Schilde - Golden Virginia #4

Wenn man über einen seiner Allday-Smokes berichten darf, dann fällt einem das nicht schwer. Man muss dabei natürlich aufpassen, dass man die rosa-rote Brille absetzt und wenigstens im Ansatz versucht neutral zu bleiben. Der persönlichen Begeisterung tut das keinen Abbruch, denn es wäre ja kein sog. Allday-Smoke, wenn der Tabak einem persönlich nicht besonders gut schmecken würde.

 
Nehmt es also als persönliche Empfehlung oder seht es ganz einfach als eine eigene Meinung, die ich hier kund tue. Selten traf ich bei einer Beschreibung auf der Dose auf solch eine „Wahrheit“: "Eine Virginia-Spezialität: Drei verschiedene, leicht süße und milde Virginia-Tabake ergeben einen mild würzigen Tabak, den man den ganzen Tag rauchen kann." Für einen Freund der naturnahen Tabake kann das exakt so zustimmen.

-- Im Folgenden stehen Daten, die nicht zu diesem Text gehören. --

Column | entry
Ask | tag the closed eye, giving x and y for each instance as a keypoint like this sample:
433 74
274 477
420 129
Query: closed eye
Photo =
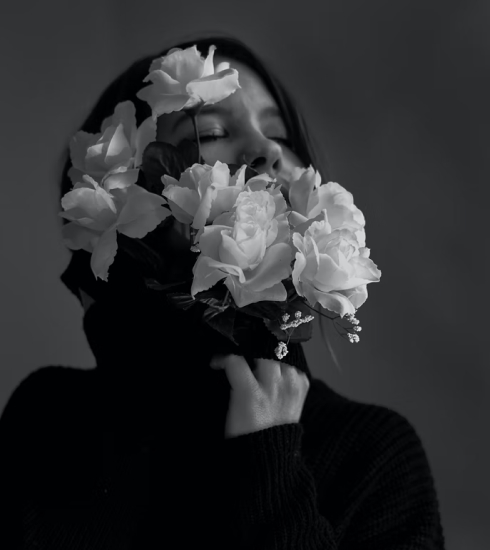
284 141
212 136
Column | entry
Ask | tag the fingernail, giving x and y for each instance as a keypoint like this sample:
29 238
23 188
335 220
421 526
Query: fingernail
216 362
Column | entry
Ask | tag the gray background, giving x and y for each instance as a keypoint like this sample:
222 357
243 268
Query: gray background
397 93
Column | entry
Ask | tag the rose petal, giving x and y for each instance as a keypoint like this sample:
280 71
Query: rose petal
204 207
145 135
205 275
95 204
223 201
275 267
334 301
184 65
210 240
243 296
186 199
104 254
138 204
298 268
76 237
79 144
214 88
208 68
301 187
230 252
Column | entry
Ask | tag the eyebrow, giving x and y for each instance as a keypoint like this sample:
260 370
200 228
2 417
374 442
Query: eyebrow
271 111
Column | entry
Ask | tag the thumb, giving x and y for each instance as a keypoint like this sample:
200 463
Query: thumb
237 371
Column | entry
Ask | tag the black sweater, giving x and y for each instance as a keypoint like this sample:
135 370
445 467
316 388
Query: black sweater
125 456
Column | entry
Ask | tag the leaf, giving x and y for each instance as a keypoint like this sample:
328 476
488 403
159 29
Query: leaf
249 172
183 300
269 310
153 284
161 159
141 253
189 152
224 322
302 333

Ein hell – mittelbrauner Tabakstrang liegt in der 200 g-Dose, einfach lecker. Man kann den Stoff selbstverständlich auch in einer 100 g-Dose bekommen, aber es scheint tatsächlich so zu sein, dass der „Golden Virginia #4“ bei den Virginia-Spezialitäten von Pfeifen Schilde in Essen der meist verkaufte ist, so dass sich die „Triebtäterdose“ durchaus lohnt.

In der richtigen Konsistenz ist das Knicken und Falten überhaupt kein Problem, das Anzünden noch weniger. Na ja, ich empfinde diese Virginias schon als sehr süß, ich gebe aber dem Hersteller recht, wenn er behauptet, dass die Würze überwiegt. Wahrscheinlich ist es genau das, was diesen Flake so lecker macht. Er ist mittelkräftig, aber die wahre Stärke dieses Tabaks liegt in seiner Unkompliziertheit. Da jetzt einen Vergleich zu nennen fällt mir schwer. Es gibt sicherlich zahlreiche Virginia-Flakes, die ähnlich schmecken und ähnlich unkompliziert von der Hand gehen. Aber der kleine Tick ist es, den Kohlhase & Kopp hier gezaubert haben.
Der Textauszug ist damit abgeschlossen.